SÃO PAULO - Prudente à semelhança do técnico Mano Menezes, o zagueiro William não gosta da empolgação em torno do quarteto ofensivo do Corinthians, formado por Douglas, Morais, Dentinho e Herrera. O capitão da equipe recusa adjetivos como “mágico” e “fantástico”, atribuídos à fracassada seleção brasileira na Copa do Mundo de 2006.

“As pessoas já começam a falar quarteto isso, quarteto aquilo. Mas essas coisas não existem”, rechaçou William. “Futebol é dedicação o tempo todo. Nossa equipe não pode ficar desconcentrada, como aconteceu em alguns momentos do jogo com o Bragantino. É preciso que todo mundo fique atento sempre”, complementou.

Mano faz a mesma exigência do zagueiro. “O time pode melhorar no sentido de manter um nível de atuação muito bom por mais tempo”, cobrou. “Essa formação está funcionando bem, e a equipe sofrerá ajustes naturais. Podemos jogar de qualquer maneira desde que a gente faça a movimentação necessária para executá-la.”

O treinador ressalva que o quarteto ofensivo do Corinthians só será merecedor de adjetivos positivos se os jogadores ajudarem a marcação. “Não é possível mais jogar com a filosofia da década de 1970. E também se marcava naquela época.

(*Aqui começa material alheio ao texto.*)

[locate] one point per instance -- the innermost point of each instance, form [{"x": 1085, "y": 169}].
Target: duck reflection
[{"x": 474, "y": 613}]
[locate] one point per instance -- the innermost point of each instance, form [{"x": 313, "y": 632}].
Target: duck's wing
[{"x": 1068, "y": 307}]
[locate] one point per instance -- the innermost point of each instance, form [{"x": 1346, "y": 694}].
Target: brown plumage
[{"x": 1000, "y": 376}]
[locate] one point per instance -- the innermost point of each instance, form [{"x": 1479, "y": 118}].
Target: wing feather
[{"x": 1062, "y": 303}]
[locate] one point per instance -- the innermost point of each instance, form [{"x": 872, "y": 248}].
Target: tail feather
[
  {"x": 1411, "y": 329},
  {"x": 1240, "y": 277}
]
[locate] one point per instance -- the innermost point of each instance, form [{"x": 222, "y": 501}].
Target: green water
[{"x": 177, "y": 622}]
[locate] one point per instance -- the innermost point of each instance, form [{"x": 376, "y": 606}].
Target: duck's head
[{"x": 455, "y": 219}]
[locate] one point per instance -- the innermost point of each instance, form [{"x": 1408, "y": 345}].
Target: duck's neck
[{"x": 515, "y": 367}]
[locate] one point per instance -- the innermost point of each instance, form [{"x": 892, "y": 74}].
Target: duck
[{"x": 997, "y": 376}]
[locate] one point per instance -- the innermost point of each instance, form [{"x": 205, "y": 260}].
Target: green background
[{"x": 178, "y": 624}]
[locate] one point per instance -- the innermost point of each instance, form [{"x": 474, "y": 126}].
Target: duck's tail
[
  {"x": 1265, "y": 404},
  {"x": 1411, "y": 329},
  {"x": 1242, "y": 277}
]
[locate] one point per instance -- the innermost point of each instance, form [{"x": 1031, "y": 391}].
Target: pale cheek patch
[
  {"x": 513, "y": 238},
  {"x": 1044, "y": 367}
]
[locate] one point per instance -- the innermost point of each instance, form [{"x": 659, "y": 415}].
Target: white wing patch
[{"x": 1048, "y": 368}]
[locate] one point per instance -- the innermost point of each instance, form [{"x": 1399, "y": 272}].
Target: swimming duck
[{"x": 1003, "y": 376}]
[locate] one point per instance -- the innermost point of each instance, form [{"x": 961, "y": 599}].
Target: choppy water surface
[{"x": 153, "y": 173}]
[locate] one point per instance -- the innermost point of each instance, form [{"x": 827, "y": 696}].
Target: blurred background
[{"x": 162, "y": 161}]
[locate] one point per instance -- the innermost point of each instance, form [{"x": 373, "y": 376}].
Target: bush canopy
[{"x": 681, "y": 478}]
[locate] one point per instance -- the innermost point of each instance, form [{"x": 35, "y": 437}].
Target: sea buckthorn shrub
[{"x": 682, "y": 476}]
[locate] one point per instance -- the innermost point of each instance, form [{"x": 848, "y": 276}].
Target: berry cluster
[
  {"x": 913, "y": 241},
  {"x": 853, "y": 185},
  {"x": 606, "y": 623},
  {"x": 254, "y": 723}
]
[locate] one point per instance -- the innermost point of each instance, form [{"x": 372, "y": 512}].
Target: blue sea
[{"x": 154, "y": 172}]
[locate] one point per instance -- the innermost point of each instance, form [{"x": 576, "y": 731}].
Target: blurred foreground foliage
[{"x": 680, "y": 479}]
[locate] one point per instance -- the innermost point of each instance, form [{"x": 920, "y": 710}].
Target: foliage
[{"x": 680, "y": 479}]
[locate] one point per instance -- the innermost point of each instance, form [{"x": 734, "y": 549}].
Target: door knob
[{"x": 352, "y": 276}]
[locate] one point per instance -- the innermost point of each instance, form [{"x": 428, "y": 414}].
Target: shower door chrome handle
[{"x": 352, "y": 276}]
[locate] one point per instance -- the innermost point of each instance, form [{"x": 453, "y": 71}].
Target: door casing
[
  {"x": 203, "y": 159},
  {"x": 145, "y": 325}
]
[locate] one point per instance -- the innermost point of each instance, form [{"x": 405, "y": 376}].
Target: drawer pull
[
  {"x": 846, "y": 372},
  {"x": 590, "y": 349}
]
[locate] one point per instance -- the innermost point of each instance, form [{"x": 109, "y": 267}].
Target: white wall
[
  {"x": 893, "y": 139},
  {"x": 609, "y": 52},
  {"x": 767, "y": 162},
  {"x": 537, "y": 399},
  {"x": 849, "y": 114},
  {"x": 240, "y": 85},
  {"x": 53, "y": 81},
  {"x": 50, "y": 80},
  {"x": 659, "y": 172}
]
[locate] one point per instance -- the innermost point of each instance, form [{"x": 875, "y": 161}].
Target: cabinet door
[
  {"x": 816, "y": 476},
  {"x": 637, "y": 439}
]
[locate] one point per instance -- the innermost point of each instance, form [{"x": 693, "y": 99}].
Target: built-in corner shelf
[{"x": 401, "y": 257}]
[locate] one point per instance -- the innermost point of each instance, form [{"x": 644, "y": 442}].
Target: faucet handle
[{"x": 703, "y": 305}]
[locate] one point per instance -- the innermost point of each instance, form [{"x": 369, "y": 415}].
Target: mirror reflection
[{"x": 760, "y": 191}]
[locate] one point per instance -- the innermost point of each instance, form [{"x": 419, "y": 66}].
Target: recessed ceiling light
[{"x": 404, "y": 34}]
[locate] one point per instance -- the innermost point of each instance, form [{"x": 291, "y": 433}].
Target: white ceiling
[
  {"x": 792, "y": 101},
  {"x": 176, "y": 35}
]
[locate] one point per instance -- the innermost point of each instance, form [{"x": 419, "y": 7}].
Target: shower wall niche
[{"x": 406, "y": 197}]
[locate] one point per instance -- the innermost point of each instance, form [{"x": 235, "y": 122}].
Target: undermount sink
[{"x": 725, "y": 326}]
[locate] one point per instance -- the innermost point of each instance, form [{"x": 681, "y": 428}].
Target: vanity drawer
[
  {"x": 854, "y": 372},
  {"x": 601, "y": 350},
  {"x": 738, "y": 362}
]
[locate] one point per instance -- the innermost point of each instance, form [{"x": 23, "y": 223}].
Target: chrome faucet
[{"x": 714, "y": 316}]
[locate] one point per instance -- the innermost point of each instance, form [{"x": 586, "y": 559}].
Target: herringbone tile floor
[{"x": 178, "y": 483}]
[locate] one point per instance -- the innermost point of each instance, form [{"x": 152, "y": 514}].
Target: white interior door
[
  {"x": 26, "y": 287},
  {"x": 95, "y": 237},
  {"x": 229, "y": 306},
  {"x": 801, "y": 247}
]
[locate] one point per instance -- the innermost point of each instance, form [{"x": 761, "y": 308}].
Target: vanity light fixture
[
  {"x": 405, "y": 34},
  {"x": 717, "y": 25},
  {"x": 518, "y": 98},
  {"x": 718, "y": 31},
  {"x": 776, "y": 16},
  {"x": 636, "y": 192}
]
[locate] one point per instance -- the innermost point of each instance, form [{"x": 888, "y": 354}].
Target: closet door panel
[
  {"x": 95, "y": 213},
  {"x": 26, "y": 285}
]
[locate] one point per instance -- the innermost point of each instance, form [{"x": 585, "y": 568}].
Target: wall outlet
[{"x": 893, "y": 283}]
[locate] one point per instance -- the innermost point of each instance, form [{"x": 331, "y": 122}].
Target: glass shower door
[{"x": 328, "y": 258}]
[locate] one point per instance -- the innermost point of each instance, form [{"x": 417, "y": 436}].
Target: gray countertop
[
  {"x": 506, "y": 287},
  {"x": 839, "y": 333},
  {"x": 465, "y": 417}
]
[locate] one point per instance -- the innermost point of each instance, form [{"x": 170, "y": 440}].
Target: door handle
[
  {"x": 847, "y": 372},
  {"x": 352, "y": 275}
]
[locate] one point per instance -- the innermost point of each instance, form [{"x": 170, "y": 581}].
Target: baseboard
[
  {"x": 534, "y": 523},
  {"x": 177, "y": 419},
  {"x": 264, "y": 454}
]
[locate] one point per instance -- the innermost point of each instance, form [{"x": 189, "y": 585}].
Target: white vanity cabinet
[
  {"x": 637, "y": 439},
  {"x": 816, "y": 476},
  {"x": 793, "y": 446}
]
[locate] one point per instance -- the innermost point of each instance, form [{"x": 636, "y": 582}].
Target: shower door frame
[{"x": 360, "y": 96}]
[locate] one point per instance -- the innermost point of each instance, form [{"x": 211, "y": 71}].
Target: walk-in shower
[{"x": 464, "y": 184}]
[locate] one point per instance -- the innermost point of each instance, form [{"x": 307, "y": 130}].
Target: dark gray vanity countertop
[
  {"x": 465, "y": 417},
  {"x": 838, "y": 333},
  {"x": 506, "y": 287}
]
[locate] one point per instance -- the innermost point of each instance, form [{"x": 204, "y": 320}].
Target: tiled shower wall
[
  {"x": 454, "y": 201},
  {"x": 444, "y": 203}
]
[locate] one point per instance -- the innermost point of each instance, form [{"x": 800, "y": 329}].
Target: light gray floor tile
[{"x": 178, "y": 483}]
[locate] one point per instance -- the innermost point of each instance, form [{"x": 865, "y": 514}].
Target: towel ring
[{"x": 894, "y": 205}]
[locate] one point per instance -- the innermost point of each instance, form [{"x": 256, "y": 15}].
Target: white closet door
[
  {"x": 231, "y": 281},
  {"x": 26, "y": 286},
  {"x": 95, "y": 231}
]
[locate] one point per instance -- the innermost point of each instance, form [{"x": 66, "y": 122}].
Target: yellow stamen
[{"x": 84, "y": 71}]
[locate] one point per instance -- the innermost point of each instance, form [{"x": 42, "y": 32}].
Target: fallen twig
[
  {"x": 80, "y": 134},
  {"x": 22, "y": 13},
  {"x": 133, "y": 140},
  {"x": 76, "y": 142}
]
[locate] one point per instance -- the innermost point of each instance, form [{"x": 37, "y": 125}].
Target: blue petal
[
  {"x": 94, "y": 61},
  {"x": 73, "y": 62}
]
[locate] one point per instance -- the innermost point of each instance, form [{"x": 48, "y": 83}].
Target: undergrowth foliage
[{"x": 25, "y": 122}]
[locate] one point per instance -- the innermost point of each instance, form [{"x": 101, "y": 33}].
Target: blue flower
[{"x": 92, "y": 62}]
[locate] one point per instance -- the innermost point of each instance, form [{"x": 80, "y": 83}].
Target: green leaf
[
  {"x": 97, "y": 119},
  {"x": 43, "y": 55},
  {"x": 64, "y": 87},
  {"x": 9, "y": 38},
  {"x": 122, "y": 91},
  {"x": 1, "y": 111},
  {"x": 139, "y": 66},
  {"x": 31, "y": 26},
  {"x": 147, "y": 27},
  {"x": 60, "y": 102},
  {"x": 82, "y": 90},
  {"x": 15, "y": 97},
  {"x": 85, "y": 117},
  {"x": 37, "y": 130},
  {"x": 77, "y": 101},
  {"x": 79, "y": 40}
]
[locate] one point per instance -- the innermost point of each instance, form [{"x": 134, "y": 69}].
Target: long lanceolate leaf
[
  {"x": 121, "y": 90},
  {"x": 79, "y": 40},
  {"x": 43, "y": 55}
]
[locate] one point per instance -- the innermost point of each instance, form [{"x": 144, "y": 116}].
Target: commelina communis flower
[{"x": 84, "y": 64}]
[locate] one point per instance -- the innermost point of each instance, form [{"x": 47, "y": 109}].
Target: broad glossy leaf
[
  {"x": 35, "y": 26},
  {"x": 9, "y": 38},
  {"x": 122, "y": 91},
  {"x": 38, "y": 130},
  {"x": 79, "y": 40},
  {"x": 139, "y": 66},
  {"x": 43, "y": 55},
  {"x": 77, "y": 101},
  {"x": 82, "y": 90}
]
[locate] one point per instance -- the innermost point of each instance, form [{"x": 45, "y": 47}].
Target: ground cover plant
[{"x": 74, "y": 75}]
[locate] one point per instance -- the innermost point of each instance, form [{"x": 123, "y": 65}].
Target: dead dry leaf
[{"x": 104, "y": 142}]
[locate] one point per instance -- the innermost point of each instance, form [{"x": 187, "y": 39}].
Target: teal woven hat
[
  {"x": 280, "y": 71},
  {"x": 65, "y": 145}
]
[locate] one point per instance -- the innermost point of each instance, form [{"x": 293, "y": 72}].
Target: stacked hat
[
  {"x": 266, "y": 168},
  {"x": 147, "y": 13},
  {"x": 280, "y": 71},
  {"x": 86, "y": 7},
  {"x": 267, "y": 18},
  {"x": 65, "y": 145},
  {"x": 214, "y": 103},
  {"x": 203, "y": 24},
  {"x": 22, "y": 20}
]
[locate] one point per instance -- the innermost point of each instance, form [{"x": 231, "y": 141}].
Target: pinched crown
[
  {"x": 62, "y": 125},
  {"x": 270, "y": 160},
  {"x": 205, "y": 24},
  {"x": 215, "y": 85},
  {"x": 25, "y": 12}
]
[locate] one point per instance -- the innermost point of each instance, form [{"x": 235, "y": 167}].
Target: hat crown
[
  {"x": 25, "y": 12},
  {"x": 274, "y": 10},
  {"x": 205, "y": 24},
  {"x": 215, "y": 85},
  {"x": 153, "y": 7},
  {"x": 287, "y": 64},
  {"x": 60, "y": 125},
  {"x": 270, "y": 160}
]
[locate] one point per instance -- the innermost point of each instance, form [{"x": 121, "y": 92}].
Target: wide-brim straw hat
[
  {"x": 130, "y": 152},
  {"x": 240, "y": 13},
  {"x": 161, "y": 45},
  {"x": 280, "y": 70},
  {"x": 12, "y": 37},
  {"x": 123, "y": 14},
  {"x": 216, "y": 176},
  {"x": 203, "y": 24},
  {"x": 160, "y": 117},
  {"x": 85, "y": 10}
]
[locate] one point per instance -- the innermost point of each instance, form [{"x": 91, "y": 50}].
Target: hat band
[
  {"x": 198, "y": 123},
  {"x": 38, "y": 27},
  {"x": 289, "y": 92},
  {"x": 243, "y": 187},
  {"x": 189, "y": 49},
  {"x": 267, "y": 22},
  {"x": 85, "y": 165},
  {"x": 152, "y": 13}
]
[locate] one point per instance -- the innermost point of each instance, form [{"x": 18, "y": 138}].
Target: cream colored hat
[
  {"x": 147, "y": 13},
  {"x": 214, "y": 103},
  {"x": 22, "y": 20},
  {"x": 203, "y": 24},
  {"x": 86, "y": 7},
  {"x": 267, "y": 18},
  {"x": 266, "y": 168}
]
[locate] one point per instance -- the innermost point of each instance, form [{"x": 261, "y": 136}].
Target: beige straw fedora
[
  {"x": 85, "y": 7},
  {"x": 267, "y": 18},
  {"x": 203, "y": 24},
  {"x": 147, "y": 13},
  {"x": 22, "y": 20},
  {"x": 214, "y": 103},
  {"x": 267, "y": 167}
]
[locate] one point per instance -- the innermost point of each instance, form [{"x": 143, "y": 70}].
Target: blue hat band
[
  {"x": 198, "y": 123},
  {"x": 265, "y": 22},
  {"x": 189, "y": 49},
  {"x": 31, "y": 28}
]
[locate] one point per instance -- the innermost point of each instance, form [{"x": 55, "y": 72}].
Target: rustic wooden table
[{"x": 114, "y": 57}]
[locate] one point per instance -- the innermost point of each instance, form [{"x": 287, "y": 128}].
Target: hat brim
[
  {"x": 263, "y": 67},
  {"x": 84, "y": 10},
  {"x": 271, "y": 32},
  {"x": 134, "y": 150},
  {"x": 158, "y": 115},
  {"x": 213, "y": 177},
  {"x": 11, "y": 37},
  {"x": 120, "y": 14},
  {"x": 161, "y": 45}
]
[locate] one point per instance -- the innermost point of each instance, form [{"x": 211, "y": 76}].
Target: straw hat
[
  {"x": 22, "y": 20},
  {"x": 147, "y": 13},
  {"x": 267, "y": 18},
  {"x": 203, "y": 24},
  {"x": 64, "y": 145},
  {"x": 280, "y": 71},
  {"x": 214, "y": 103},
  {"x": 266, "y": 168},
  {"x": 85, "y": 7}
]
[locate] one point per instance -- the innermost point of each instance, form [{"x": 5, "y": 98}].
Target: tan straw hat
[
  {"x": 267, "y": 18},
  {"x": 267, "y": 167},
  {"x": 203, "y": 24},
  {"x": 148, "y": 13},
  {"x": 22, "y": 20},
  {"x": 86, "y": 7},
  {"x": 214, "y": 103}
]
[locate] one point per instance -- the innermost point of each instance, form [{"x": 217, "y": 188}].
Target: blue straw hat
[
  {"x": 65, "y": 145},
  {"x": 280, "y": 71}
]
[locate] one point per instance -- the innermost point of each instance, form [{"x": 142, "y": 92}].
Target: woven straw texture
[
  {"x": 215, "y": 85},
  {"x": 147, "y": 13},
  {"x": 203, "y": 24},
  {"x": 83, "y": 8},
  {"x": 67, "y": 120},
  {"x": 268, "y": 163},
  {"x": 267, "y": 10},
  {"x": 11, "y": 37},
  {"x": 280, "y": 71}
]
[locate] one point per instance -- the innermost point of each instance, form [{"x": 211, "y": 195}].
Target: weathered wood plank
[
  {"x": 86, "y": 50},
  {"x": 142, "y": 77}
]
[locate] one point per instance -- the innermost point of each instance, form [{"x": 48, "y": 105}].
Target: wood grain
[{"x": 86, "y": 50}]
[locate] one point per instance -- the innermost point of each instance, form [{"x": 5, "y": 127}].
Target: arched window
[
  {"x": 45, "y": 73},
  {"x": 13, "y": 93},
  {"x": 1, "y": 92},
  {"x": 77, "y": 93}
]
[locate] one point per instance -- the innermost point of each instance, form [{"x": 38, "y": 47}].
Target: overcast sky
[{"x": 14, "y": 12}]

Aquelas equipes tinham capacidade de retomar a bola, já que não se faz gols sem ela”, comparou Mano Menezes.

Mesmo cauteloso com os elogios, William lembra que o ataque do Corinthians não pode ser o único setor da equipe a chamar atenção. A defesa é a menos vazada da Série B do Campeonato Brasileiro, com 17 gols sofridos em 27 jogos, e o goleiro Felipe está a mais de 800 minutos invicto no Pacaembu.

“Nosso sistema defensivo dá muito orgulho. Começa lá na frente, com a marcação dos atacantes”, dividiu os méritos o capitão. Mas os defensores também ajudam no ataque. O lateral-esquerdo André Santos já marcou oito gols na Segunda Divisão e o zagueiro Chicão, sete. “Isso cria uma grande dificuldade para a marcação adversária”, observou William.